GUIDELINE RECOMMENDS HEALTHY ADULTS UNDER THE AGE OF 75 TAKE THE RECOMMENDED DAILY ALLOWANCE OF VITAMIN D

Healthy adults under the age of 75 are unlikely to benefit from taking more than the daily intake of vitamin D recommended by the Institutes of Medicine (IOM) and do not require testing for vitamin D levels, according to a new Clinical Practice Guideline issued by the Endocrine Society.

For children, pregnant people, adults older than 75 years and adults with high-risk prediabetes, the guideline recommends vitamin D higher than the IOM recommended daily allowance.

Vitamin D use and blood vitamin D levels have been associated with many common diseases. However, whether vitamin D supplementation lowers the risk of these diseases and what vitamin D blood levels are needed for better health have been debated for years.

In this new guideline, the panel of experts established guidelines for vitamin D use and testing for vitamin D levels in healthy persons without established indications for vitamin D treatment or testing. The guideline relied on clinical trials to develop the recommendations.

The guideline, titled "Vitamin D for the Prevention of Disease: An Endocrine Society Clinical Practice Guideline," was published online and will appear in the August 2024 print issue of The Journal of Clinical Endocrinology & Metabolism (JCEM).

"The goal of this guideline was to address the vitamin D requirements for disease prevention in a generally healthy population with no underlying conditions that would put them at risk of impaired vitamin D absorption or action," said Marie Demay, M.D., of Harvard Medical School and Massachusetts General Hospital in Boston, Mass. Demay is the chair of the panel that developed the guideline.

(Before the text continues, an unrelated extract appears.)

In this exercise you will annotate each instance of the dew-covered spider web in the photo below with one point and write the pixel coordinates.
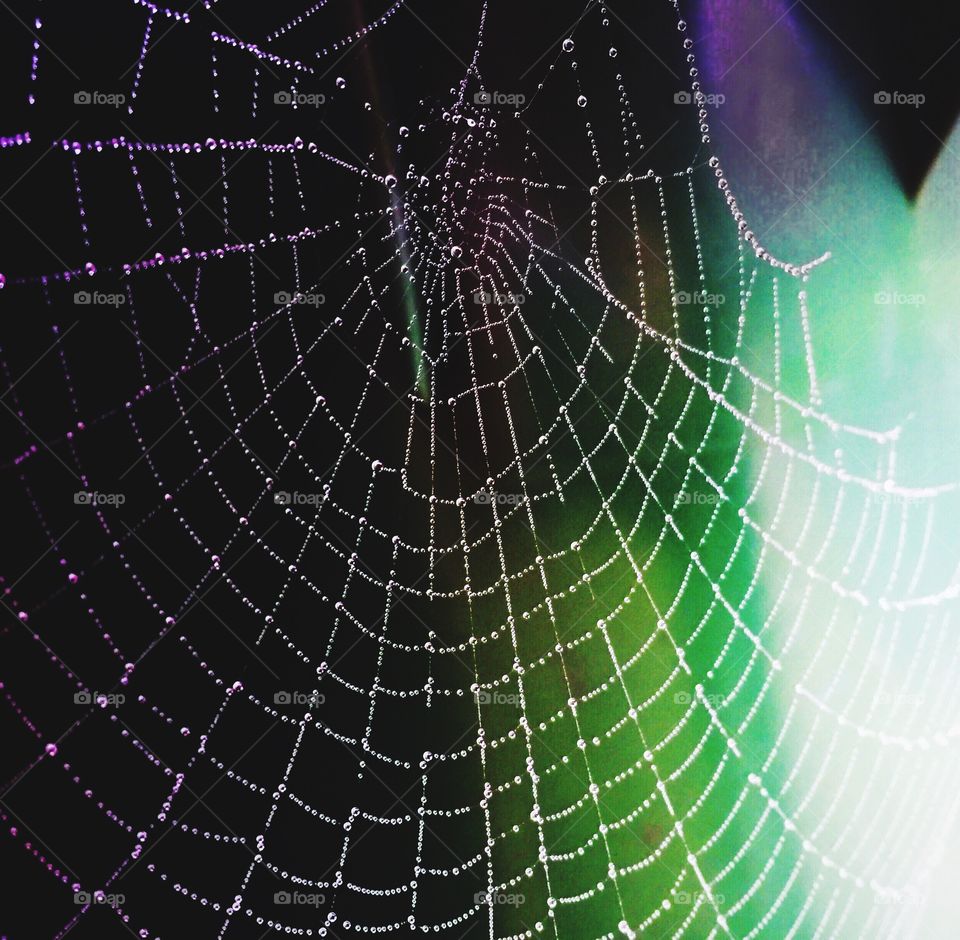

"Healthy populations who may benefit from higher dose vitamin D supplements are those 75 and older, pregnant people, adults with prediabetes, and children and adolescents 18 and younger, but we do not recommend routine testing for vitamin D levels in any of these groups."

Key recommendations from the guideline include:

  • We suggest against vitamin D supplements at doses beyond the reference dietary intakes recommended by the IOM in healthy adults under 75 years old.
  • We identified the following populations that may benefit from supplementation above the intakes recommended by the IOM because of the potential to reduce specific health risks:
    • Children and adolescents 18 and younger—potential to prevent nutritional rickets and to reduce the chance of respiratory infections.
    • Individuals 75 and older—potential to lower mortality risk.
    • Pregnant people—potential to reduce risk of pre-eclampsia, intra-uterine mortality, preterm birth, small-for-gestational age birth and neonatal mortality.
    • People with prediabetes—potential to reduce progression to diabetes.
    • In adults ages 50 years and older who have indications for vitamin D supplementation or treatment, we suggest daily, lower-dose vitamin D instead of non-daily, higher-dose vitamin D.
    • We suggest against routine testing for 25-hydroxyvitamin D levels in any of the populations studied, since outcome-specific benefits based on these levels have not been identified. This includes 25-hydroxyvitamin D screening in people with dark complexion or obesity.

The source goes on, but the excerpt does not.